Latest ‘Vampire’ book packs a weak bite
Sookie Stackhouse returns in the 11th installment of Charlaine Harris’s “Southern Vampire Chronicles” in “Dead Reckoning.”
This is the book series HBO’s hit television show, “True Blood,” is based on.
In “Dead Reckoning,” Sookie finds her life threatened at every turn, just like in every other book so far.
Sookie spends much of the book alternating between being a quick-thinking, resourceful woman and a whiny, naïve girl.
It’s amazing how some realizations creep up on her like they do, while she somehow manages to work out problems with solutions that even centuries-old vampires can’t grasp.

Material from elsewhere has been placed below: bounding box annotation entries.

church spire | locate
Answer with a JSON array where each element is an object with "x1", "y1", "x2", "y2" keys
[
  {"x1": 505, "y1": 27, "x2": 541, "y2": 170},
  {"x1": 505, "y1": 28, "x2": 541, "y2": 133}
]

This book doesn’t seem as believable as earlier books in the series.
It’s a mad dash from crisis to crisis. The moments in the book that are intended to paint Sookie as a ‘normal’ person are disjointed.
Between the various fairy plots cropping up and the vampire posturing Sookie is in the middle of, there is just really too much in this book for a reader to follow and enjoy as in Harris’s older writing.
Especially disappointing is the fact that once you’ve read it, you may not remember much about the book an hour after you’re done.
The plotlines have potential, but they seem rushed, not fully developed at times.
If you’re a devoted Sookie Stackhouse fan, then you should at least borrow the book. Otherwise, it may not be worth your time.